IBM revamped its storage line too for the same reasons.  Its sleekest offering, especially for midsize companies, is the Storwize V7000 Unified, which handles block and file storage.  It also comes as a blade for IBM’s hybrid (mixed platforms) PureSystems line, the Storwize Flex V7000. Either way it includes IBM’s Real-Time Compression (RtC).

RtC alone can save considerable money by reducing the amount of storage capacity an organization needs to buy, by delaying the need to acquire more storage as the business grows, and by speeding performance of storage-related functions. While other vendors offer compression, none can do what RtC does; it compresses active (production) data and with no impact on application performance. This is an unmatched and valuable achievement.

On top of that the V7000 applies built-in expertise to simplify storage management. It enables an administrator who is not skilled in storage to perform almost all storage tasks quickly, easily, and efficiently.

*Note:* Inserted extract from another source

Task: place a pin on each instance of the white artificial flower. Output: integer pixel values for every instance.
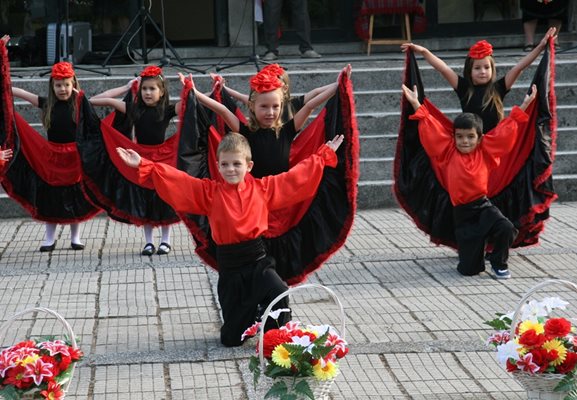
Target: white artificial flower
(276, 313)
(506, 351)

Fewer lesser-skilled administrators can handle increasingly complex storage workloads and perform sophisticated storage tasks flawlessly.  This substantially reduces the large labor cost associated with storage.

NetApp also is addressing the same storage issues for midsize companies through its NetApp FAS3200 Series. With a new processor and memory architecture it promises up to 80% more performance, 100% more capacity, non-disruptive operations, and industry-leading storage efficiency.

Data keeps growing, and you can’t NOT store it. New storage products enable you to maximize storage utilization, optimize the business value from data, and minimize labor costs.